Initial kernel and feature surface.

### Added

- Complete Rust kernel: config, auth, provider, tools, sandbox, router, engine, autonomy.
- 35-provider registry with model tags and recommended defaults.
- Agentic engine loop with budget-aware routing and fallback chains.
- Multi-agent swarm orchestrator (Planner → Coder → Verifier).
- 4-tier persistent memory (SQLite): repo, identity, task, shared.
- Self-improving skill system with Curator.
- Cron scheduler with job persistence.
- Run recorder/replayer with transcript format (`inputs.json` + `events.jsonl`).
- Terminal TUI (ratatui) with cockpit, scroll, ASCII mascot.

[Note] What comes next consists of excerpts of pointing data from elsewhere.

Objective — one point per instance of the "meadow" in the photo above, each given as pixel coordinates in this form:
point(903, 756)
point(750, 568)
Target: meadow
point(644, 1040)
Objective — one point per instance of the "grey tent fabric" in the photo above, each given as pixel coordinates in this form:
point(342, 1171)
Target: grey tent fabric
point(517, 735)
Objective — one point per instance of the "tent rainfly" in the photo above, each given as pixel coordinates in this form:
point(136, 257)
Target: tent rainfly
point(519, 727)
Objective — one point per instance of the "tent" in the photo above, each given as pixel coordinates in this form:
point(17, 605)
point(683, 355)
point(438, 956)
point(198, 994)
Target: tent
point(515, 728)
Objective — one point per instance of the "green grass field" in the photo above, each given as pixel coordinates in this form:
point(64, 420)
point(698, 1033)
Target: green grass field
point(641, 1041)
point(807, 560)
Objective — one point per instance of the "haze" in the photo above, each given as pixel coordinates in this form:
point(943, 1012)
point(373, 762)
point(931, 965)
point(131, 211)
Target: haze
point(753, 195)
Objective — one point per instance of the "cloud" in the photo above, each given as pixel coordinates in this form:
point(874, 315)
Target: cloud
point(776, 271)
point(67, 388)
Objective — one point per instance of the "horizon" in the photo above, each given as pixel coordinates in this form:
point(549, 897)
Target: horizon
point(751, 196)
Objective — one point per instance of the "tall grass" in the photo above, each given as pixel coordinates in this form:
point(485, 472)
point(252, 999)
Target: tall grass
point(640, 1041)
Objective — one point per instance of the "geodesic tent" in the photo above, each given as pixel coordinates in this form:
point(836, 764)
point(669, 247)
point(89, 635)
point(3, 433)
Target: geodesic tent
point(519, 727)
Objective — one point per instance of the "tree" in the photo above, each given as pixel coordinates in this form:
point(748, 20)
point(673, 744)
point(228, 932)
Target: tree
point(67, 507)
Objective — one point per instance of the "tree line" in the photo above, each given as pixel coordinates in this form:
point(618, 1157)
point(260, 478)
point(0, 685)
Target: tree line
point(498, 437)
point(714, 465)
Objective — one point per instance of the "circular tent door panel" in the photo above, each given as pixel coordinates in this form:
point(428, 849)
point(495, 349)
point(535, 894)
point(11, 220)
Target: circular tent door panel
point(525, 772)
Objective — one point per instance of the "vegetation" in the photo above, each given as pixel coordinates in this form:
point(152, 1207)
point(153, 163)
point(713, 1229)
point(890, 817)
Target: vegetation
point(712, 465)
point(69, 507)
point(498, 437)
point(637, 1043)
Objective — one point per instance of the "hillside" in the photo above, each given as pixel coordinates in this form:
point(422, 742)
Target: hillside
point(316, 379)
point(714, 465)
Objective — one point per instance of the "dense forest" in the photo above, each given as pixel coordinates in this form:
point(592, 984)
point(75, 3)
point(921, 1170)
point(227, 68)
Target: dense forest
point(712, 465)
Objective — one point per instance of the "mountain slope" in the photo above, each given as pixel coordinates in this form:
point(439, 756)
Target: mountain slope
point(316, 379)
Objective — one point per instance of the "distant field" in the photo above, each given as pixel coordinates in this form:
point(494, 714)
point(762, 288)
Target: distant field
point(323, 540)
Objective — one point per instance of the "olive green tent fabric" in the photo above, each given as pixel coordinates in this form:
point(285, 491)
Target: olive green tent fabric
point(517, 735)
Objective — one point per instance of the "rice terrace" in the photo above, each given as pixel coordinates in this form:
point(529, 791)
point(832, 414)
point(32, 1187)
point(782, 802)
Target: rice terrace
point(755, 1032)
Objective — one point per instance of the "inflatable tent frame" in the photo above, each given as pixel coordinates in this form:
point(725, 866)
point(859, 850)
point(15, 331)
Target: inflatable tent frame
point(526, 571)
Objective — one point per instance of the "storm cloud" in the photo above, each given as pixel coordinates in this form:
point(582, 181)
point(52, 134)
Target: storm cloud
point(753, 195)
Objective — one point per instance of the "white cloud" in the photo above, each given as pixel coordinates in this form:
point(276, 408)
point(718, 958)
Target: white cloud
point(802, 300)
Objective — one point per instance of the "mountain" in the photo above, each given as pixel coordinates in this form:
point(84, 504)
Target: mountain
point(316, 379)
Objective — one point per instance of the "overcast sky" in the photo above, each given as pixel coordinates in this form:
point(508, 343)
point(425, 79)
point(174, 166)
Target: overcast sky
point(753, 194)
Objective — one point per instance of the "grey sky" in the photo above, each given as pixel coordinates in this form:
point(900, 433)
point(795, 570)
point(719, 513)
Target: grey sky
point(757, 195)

- WebView console (HTTP + WebSocket + JS event client).
- Gateway transports: Telegram, Discord, Slack, WebSocket API, plus experimental extra adapters.
- CLI grammar (clap) with 20+ subcommands.
- `--json` NDJSON output for CI/hooks.
- Install script (`install.sh`).
- 84 local tests across unit/integration/bench harnesses.
- Branding assets: SVG mascot, cockpit mark, ASCII variant, presentation HTML.
- Honest module audit at `docs/AUDIT.md`.
- README status model based on Stable/Alpha/Partial/Experimental/Planned evidence.